- Yes, from Voltaire. "Goodnight Demon-Slayer" is about a parent easing his child's nighttime fears. Google the lyrics sometime, it's absolutely beautiful.
- As well as being one of the most badass lullabies you will ever hear.
- Easing the kid's fears? Crowning Moment of Understatement. He flat-out tells the kid that the most dangerous thing in that bedroom is the kid, so anything that knows what's good for it is going to keep well away, and everything else is going to eat it's own butt for dinner.
- Try Crowning Moment of Misinterpretation. The last line conveys an entirely different meaning to the song; the world's a lot worse than a kid might think it is. Instead of being told that there are no (problems/monsters) in their (room/world), they're told to fight them. It's about standing up for yourself.
- It's all of those. He's telling the kid that the "monsters" in his dreams and imagination are nothing compared to him, if he can master his fear. By mastering his fear of the unknown as a child, he'll be able to face the monsters of the real world: other humans, dangerous in their own ways. In other words: don't be afraid of the monster under your bed, when the monster who would want to use and abuse you is much worse.

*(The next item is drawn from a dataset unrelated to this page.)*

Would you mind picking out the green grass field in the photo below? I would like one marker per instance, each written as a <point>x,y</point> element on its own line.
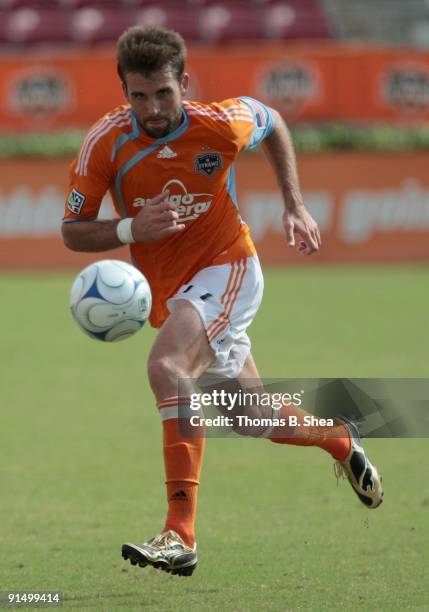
<point>81,468</point>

- Or it could just be about a parent being pissed that his kid keeps complaining about monsters telling them to toughen up because life is going to get shittier... really depends on how you interpret it.
- At one of his concerts he said he wrote it for his son.

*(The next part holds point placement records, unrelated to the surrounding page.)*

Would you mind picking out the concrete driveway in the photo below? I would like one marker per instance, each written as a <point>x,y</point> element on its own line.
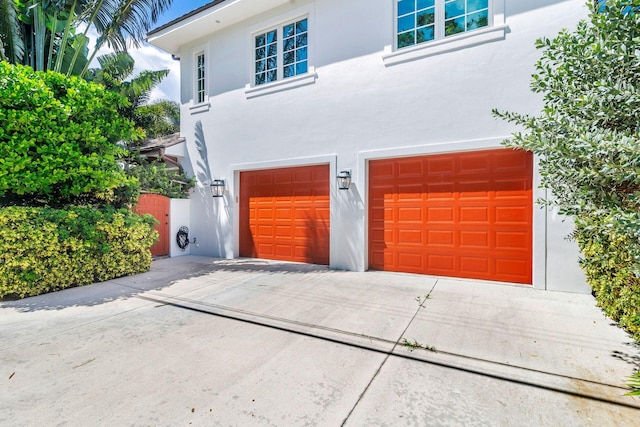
<point>201,341</point>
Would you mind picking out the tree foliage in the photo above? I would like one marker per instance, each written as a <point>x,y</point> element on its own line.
<point>58,141</point>
<point>45,33</point>
<point>45,250</point>
<point>588,140</point>
<point>159,118</point>
<point>156,178</point>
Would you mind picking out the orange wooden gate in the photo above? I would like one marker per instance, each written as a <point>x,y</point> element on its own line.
<point>284,214</point>
<point>462,215</point>
<point>159,207</point>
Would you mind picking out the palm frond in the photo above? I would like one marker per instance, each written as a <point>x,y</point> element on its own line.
<point>131,20</point>
<point>11,35</point>
<point>138,90</point>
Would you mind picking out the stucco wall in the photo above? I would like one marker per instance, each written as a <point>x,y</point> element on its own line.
<point>180,217</point>
<point>357,106</point>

- "Anniversary", too. It's about a couple that's more in love every day, and the music's gorgeous.
- Don't forget "All the Way Down". Beautiful.

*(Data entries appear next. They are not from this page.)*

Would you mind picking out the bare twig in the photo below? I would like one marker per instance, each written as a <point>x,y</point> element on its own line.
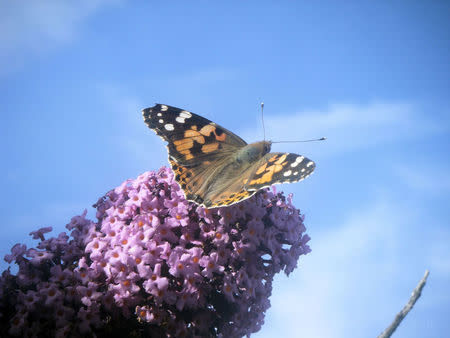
<point>402,314</point>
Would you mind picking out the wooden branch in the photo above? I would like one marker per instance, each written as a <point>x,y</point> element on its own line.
<point>402,314</point>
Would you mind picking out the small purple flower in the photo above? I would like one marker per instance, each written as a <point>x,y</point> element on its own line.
<point>17,252</point>
<point>39,234</point>
<point>152,257</point>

- The demo version is hauntingly beautiful.
- Don't forget that Voltaire wrote a song dedicated to Grand Duchess Anastasia, who was murdered at age 17. He even says the name in the Russian way, and some of the lyrics are absolutely sweet.
- "I kept your room just as you left it/There's not a toy out of place/Just in case the fates are kind/and you come back someday/I don't want to live without my little Anastasia!"
- In a subversion, "Stuck with You" ends with words of love.
- "Innocent", written to and about people who have been the victims of bullying and harassment, giving words of encouragement and reassurance that it's not their fault. What gets this troper is the bridge, where Voltaire invites the listener:
Then we'll go see The Rocky Horror Picture Show, and then we'll forget to go home.
- The ending of "The Beast Of Pirate's Bay".
- "So... I'm gonna do one song, but it's not gonna be by me, it's a song that inspired me. And, as I look around this room, I think it's very possible, it's very possible, that you guys had the same experience I had when I was a teenager, and everyone was telling me I was a weirdo and a freak and a pervert and a...y'know, I was just... a piece of shit, and they bullied me and pushed me around, and called me all sorts of names. One night, I went to see a film, and that film pretty much changed my life because it made me realize there were other people in the world like me. And so this is a song from that film, it means a lot to me and hopefully it means a lot to you too."